Ахматова. Юные годы Царскосельской Музы - Юрий Зобнин 17 стр.


То, что назначение А. К. Кривошеина в 1892 году министром путей сообщения было весьма странным, все, включая Победоносцева, знали и без Филиппова. Кривошеин начинал в армии, затем служил в Министерстве народного просвещения, затем был уездным предводителем дворянства, городским головой, мировым судьёй, после – пошёл по линии Министерства внутренних дел и, наконец, вдруг вознёсся в кресло министра, в общем, не имея к российским путям сообщения никакого прямого касательства в своих предшествующих многообразных занятиях. Был он энергичен, предприимчив, сметлив, однако репутацию имел сомнительную. Прямодушный и острый на язык директор по морской части РОПиТ-а Михаил Ильич Кази воспел назначение Кривошеина в стихах:

Был офицер, крупье был он затем,
Услужливый Артюр, старух любимец,
Подрядчик, голова, делец и всем,
Чем может быть в России проходимец.
Министром только не был он,
Но, словно миру в поученье,
Кого приблизить может трон, -
Путей министром сообщенья
Стал Кривошеин Аполлон…

Контролёры Филиппова информировали о необыкновенной активности Кривошеина в скупке лесных имений, однако Александр III, до которого эта информация регулярно доходила, проявлял несвойственную ему в коррупционных делах осторожность: высокого мнения о деловых качествах Кривошеина был князь В. П. Мещерский, которому Александр очень доверял. Поэтому, получив известие об очередном имении, приобретённом министром, суровый император ограничивался личным выговором:

– Ведь стыдно!

В сентябре 1894 года Александр III, страдавший почками, простудился на охоте в Беловежье.

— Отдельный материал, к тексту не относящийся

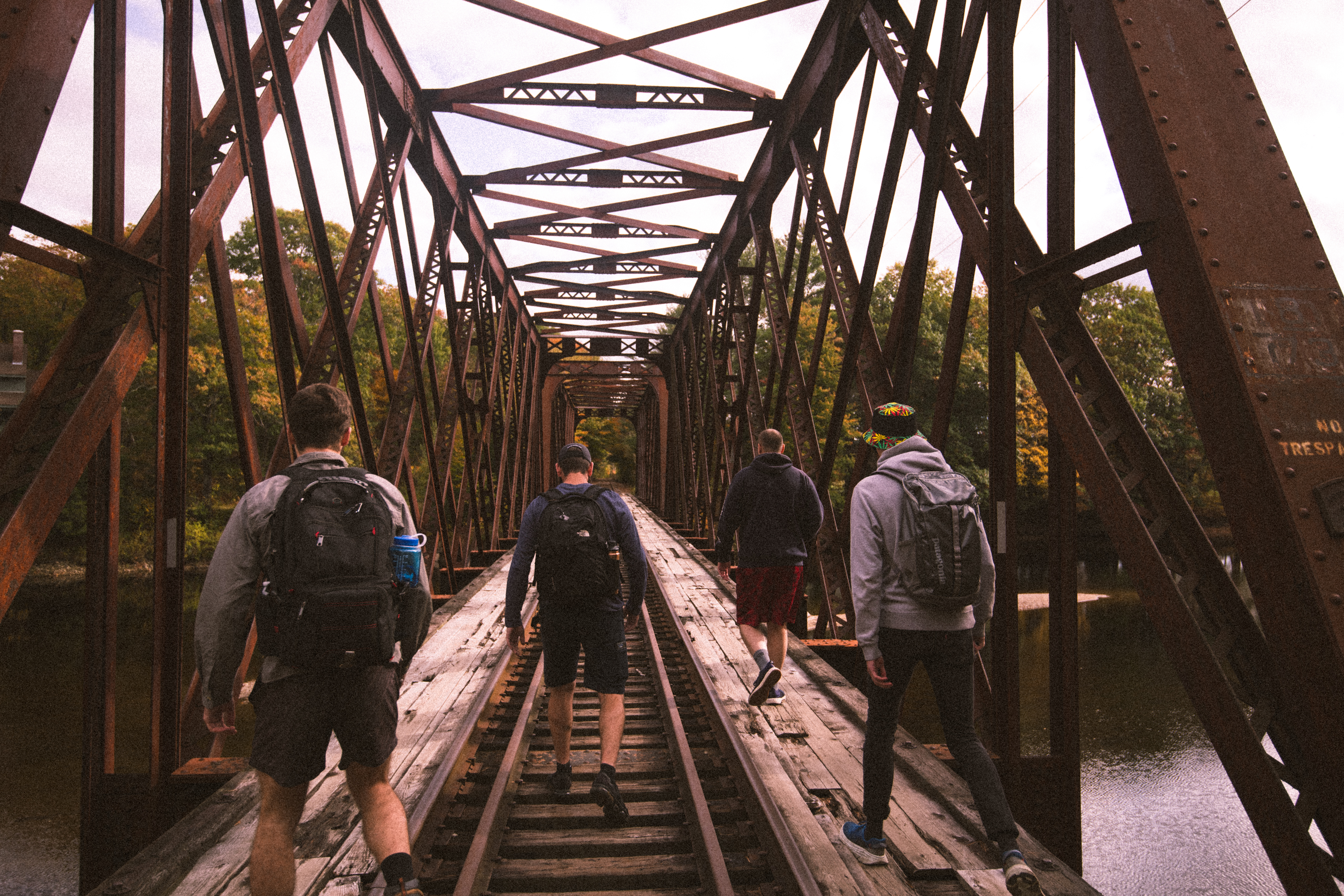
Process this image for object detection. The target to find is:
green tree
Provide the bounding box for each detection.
[574,417,634,486]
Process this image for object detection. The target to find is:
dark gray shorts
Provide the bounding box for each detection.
[249,666,396,787]
[542,606,630,693]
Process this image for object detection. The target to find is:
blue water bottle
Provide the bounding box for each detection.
[391,533,425,586]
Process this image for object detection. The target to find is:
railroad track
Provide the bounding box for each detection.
[415,571,820,896]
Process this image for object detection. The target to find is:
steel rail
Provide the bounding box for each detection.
[642,588,732,896]
[645,567,821,896]
[453,653,546,896]
[406,596,536,844]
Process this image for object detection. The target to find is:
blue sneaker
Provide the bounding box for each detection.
[747,662,784,707]
[844,821,891,865]
[1004,849,1042,896]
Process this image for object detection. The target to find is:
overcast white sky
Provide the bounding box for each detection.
[24,0,1344,306]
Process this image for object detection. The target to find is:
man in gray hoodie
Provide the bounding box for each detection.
[195,383,431,896]
[844,402,1040,896]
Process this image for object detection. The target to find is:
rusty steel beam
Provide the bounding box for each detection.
[79,0,126,893]
[464,168,737,195]
[149,0,195,790]
[469,0,774,98]
[462,103,766,180]
[444,0,813,99]
[1043,0,1083,873]
[0,0,335,615]
[438,81,757,112]
[1071,3,1344,892]
[866,4,1344,892]
[254,0,376,465]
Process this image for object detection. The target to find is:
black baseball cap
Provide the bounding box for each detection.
[555,442,593,463]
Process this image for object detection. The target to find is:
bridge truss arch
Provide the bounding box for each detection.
[0,0,1344,896]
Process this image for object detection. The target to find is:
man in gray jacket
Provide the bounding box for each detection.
[844,402,1040,896]
[195,383,430,896]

По настоянию врачей больного срочно отправили на юг, в Ливадию, однако воспаление прогрессировало, и 20 октября 1894 года Царь-Миротворец, соборовавшись и причастившись, тихо угас, успев попрощаться перед смертью с женой и детьми, собравшимися в Ливадийском дворце.

Ему наследовал двадцатишестилетний Николай II.

15 декабря, сразу после того, как улеглись траурные волнения, Тертий Филиппов сделал новому Государю обстоятельный доклад о том, как Кривошеин прямо в своём министерском кабинете заключал сделку на продажу для строящейся Рыбинско-Бологовской железной дороги древесины… со скупленных им лесных угодий, причём поставки шли по очень высокой цене. Мина, подложенная государственным контролёром, сработала безупречно: на следующий день царским указом скандальный глава МПС был снят с "лишением придворного звания и права носить мундир".

Государственный контроль Российской империи встречал Новый год на вершине своего могущества. Неизвестно, какую лепту в этот триумф внёс среди других сотрудников Филиппова Андрей Антонович Горенко, но вскоре ему выходит чин надворного советника, и он становится помощником генерал-контролёра Департамента гражданской отчётности. Это было не просто повышение. Андрей Антонович переходил ту заветную для любого служилого человека грань, за которой завершается карьера исполнителя и начинается карьера руководителя. Менялся социальный статус, и Андрей Антонович, чуткий всегда к внешней, бытовой атрибутике, озаботился среди прочего соответствующим преображением собственного домашнего уклада. В памятных записях Ахматовой отмечен ряд новых адресов, относящихся к сезону 1894–1895 годов, когда после Киева и Гугенбурга Горенко вновь утвердились в Царском Селе:

Дача Бернаскони. Безымянный переулок (Мне 4 года?!), Малая дом Сергеева (там сумасшедший Дубельт, внук Пушкина).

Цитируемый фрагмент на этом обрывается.